Tens of Thousands of New Jerseyans Would Have Brighter Futures

An estimated 101,000 New Jerseyans could benefit from the Dream Act of 2017. These are people who entered the U.S. before they turned 18 and have been in the country for four continuous years.

Of these New Jerseyans, 74,000 would immediately qualify for Conditional Permanent Residence (CPR) status under the law.[3] This is the first step in the bill’s process for becoming a legal permanent resident (LPR).

Of the New Jerseyans who could benefit from the Dream Act, 61,000 are in the workforce; this is the seventh highest of all the states.[4]

These New Jerseyans live all over the state, with thousands of eligible young immigrants residing in every Congressional District. 

New Jersey’s Economy Would Benefit

Passing the Dream Act and putting these New Jerseyans on a path to legal status could boost the state’s economy by at least $800 million each year – the sixth largest increase of all the states.[5]

The longer-term payoff for New Jersey’s economy is even greater. For example, if just half of the working New Jerseyans who are eligible for the Dream Act complete the transition from CPR status to LPR status by pursuing additional education, New Jersey’s economy would see an economic boost of up to $2.7 billion each year[6] – this impact is spread throughout all Congressional Districts, with every District but one seeing an economic benefit of $100 million or more.

Eventually, the economic boats lifted by the rising tide of the Dream Act would modestly boost the average incomes of all Americans by $82-$273 a year.[7]

Nearly 3 in 4 New Jerseyans (72 percent) who could benefit from the Dream Act and are in the workforce work in five industries: wholesale and retail, leisure and hospitality, construction, manufacturing, and education and health services. These five industries would see a large chunk of the economic gains from the Dream Act as well.

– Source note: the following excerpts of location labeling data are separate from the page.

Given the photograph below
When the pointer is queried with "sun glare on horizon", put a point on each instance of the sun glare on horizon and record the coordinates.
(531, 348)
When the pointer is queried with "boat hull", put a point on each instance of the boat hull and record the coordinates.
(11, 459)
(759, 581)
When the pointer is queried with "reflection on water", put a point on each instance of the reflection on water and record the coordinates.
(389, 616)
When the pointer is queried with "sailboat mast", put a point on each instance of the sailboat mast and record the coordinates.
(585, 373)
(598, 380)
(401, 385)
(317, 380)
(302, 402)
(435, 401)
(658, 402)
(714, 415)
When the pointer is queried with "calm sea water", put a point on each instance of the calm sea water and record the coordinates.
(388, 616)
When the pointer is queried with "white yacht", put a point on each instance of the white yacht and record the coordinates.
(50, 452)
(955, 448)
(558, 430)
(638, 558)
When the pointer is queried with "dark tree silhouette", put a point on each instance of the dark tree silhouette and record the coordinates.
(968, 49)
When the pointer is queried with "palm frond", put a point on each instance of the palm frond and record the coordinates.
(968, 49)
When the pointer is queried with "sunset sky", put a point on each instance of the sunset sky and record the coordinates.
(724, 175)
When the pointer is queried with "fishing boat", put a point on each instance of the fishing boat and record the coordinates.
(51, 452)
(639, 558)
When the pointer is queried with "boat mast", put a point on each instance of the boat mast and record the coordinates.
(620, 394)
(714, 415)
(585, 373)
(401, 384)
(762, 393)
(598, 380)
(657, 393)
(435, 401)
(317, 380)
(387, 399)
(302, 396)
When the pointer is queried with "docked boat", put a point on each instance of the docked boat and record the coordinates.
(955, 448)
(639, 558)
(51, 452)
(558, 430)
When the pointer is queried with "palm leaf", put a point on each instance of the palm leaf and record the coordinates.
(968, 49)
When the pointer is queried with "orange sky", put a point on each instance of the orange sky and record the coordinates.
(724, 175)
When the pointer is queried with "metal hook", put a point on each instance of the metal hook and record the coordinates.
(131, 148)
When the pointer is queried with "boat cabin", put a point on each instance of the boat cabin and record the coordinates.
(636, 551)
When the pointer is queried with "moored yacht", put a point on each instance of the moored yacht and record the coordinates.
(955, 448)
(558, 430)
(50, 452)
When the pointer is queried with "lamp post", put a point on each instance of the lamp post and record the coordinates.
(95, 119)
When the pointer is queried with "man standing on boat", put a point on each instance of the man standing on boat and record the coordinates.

Without the Dream Act, New Jersey Would Suffer

The consequences to New Jersey of the Dream Act not becoming law are dire:

Without a DACA fix, tens of thousands of young New Jerseyans would lose work permits and protection from deportation over the next two and a half years.

The loss of DACA alone would cause New Jersey’s economy to lose an estimated $1.6 billion each year – the fifth largest dollar loss of all states.[8]

It would also make more immigrants vulnerable to wage theft, workplace exploitation and discrimination based on their legal status; lead to economic distress in many households that invested in buying homes, businesses and other investments; and create a higher risk of family separation and deportation.


[1] New Jersey Policy Perspective, Fast Facts: DACA Directive Dims the Future of Thousands of Young New Jersey Immigrants, September 2017. https://www.njpp.org/reports/fast-facts-daca-directive-dims-the-future-of-thousands-of-young-new-jersey-immigrants

[2] Dream Act of 2017, S. 1615, 115 Congress, https://www.congress.gov/bill/115th-congress/senate-bill/1615/text, 2017.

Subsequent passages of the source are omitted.